# emacs: -*- mode: python; py-indent-offset: 4; tab-width: 4; indent-tabs-mode: nil -*-
# ex: set sts=4 ts=4 sw=4 noet:
# ## ### ### ### ### ### ### ### ### ### ### ### ### ### ### ### ### ### ### ##
#
# See COPYING file distributed along with the datalad package for the
# copyright and license terms.
#
# ## ### ### ### ### ### ### ### ### ### ### ### ### ### ### ### ### ### ### ##
"""High-level interface for creating a publication target on GitHub
"""
__docformat__ = 'restructuredtext'
import logging
import re
from os.path import relpath
from ..interface.base import (
build_doc,
Interface,
)
from ..interface.common_opts import (
recursion_flag,
recursion_limit,
publish_depends,
)
from ..support.param import Parameter
from ..support.constraints import (
EnsureChoice,
EnsureNone,
EnsureStr,
)
from ..utils import (
ensure_list,
)
from .dataset import (
datasetmethod,
EnsureDataset,
require_dataset,
)
from .siblings import Siblings
lgr = logging.getLogger('datalad.distribution.create_sibling_github')

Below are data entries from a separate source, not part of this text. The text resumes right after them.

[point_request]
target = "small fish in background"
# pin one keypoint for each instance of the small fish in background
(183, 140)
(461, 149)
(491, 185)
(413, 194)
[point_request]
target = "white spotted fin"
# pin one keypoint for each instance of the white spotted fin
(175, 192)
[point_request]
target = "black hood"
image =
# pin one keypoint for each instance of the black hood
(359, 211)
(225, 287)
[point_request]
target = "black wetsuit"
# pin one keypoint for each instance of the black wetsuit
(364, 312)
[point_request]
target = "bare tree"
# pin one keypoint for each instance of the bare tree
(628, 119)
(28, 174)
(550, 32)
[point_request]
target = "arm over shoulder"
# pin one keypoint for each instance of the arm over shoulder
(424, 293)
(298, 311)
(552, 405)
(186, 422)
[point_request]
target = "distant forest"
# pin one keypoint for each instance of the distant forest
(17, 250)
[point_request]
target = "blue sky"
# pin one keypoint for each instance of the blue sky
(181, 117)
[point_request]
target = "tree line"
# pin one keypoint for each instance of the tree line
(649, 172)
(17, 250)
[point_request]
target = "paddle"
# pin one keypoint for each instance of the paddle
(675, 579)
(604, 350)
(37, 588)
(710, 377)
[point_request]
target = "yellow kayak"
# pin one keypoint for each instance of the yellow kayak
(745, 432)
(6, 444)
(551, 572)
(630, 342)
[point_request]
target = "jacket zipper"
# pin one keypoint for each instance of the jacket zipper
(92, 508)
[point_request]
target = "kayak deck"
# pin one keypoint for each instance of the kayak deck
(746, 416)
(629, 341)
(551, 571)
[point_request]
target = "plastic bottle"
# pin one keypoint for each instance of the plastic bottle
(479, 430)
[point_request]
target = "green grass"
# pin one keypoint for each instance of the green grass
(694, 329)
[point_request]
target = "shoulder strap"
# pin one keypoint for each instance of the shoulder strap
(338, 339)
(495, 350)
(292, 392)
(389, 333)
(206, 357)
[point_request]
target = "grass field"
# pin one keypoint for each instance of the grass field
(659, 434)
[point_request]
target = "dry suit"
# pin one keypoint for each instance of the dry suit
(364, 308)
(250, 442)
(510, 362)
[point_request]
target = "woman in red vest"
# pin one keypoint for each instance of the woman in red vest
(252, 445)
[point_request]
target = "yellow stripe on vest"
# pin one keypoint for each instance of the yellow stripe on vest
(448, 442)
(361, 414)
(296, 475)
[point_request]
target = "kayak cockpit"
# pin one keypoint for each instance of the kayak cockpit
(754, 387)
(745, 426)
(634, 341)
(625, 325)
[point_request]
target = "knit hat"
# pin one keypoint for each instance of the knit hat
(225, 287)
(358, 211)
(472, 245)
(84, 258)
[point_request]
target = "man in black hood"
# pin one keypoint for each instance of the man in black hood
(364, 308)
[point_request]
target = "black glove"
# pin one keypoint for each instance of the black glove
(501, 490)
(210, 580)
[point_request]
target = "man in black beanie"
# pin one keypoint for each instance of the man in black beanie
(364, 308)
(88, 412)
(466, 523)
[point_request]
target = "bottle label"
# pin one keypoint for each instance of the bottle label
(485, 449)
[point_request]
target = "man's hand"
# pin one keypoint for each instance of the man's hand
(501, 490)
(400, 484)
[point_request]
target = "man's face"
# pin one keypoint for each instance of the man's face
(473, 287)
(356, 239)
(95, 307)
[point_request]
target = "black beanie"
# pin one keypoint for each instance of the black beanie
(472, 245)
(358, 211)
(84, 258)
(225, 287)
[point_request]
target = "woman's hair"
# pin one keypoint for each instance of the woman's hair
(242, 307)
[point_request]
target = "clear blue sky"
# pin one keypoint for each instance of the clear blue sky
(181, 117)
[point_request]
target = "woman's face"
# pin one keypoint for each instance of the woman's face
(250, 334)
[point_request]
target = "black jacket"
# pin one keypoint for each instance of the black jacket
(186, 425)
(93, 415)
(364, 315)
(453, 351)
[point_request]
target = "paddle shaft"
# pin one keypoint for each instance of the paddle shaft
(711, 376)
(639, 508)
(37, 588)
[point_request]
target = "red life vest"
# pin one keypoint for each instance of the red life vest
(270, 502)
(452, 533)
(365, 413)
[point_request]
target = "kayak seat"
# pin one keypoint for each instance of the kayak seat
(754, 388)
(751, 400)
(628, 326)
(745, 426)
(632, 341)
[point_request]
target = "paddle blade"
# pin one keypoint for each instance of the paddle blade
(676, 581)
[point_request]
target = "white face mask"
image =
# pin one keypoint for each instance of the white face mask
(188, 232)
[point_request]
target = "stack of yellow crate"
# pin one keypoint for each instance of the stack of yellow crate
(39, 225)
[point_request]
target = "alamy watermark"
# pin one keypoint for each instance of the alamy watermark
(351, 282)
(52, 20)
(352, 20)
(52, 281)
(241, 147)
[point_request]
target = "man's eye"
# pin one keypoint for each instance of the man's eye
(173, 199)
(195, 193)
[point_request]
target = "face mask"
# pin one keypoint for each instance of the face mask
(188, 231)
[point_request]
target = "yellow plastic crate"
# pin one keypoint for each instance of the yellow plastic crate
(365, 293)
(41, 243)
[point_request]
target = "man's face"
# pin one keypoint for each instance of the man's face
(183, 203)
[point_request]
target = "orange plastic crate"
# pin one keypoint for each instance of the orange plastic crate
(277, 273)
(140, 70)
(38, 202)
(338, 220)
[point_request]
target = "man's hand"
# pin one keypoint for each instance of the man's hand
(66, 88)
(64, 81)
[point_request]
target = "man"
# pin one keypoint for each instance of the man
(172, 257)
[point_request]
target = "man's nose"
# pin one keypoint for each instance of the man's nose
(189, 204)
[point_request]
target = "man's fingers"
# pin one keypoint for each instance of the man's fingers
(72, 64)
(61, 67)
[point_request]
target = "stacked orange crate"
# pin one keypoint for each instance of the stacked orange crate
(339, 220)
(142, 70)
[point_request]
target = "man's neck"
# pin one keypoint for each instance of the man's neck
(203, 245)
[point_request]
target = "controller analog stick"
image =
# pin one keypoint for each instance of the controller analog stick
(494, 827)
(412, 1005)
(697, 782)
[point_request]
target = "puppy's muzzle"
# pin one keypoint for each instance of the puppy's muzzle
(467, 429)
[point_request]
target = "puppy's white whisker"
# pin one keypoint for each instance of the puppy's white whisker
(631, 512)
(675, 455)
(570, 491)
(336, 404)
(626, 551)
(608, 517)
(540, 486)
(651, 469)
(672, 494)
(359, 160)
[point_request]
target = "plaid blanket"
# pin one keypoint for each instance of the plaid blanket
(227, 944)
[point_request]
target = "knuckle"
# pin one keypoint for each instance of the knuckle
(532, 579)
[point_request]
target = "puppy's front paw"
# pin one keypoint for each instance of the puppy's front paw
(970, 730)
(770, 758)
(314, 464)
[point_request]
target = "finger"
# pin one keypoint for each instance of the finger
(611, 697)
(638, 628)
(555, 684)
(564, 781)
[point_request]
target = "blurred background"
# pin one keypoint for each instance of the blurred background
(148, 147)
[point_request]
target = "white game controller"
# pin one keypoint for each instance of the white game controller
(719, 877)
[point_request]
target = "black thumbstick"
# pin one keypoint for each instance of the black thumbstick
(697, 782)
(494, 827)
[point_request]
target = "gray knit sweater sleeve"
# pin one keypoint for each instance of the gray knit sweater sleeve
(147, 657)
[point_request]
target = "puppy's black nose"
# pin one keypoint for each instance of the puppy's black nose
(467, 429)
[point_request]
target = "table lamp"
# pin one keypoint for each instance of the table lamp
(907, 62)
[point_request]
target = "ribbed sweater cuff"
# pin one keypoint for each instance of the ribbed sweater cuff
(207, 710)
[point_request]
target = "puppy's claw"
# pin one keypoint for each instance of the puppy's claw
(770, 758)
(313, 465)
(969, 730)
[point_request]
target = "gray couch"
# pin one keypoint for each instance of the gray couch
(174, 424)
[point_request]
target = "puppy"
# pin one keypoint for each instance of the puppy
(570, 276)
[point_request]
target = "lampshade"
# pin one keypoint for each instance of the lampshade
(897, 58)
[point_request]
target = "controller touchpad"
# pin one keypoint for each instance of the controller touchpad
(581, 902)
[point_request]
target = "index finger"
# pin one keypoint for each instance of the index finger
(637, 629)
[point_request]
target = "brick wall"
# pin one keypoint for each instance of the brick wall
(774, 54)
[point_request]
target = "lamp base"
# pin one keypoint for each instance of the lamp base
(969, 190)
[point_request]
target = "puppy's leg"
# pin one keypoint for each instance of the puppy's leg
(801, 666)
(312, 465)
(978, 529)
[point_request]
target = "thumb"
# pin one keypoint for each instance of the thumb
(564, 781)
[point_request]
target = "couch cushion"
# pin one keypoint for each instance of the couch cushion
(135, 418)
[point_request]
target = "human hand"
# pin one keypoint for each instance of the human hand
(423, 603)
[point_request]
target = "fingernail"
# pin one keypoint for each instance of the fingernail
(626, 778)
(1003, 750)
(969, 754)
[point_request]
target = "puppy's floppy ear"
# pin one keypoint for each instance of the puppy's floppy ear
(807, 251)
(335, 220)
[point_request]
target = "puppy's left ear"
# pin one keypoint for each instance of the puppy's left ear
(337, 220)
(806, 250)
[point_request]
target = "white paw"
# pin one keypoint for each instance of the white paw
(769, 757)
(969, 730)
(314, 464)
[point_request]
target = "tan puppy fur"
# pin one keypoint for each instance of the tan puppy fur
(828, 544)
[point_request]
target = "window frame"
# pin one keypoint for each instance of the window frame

# presently only implemented method to turn subdataset paths into Github
# compliant repository name suffixes
template_fx = lambda x: re.sub(r'\s+', '_', re.sub(r'[/\\]+', '-', x))
@build_doc
class CreateSiblingGithub(Interface):
"""Create dataset sibling on GitHub.
An existing GitHub project, or a project created via the GitHub website can
be configured as a sibling with the :command:`siblings` command.
Alternatively, this command can create a repository under a user's GitHub
account, or any organization a user is a member of (given appropriate
permissions). This is particularly helpful for recursive sibling creation
for subdatasets. In such a case, a dataset hierarchy is represented as a
flat list of GitHub repositories.
GitHub cannot host dataset content (but LFS special remote could be used,
http://handbook.datalad.org/r.html?LFS). However, in combination with
other data sources (and siblings), publishing a dataset to GitHub can
facilitate distribution and exchange, while still allowing any dataset
consumer to obtain actual data content from alternative sources.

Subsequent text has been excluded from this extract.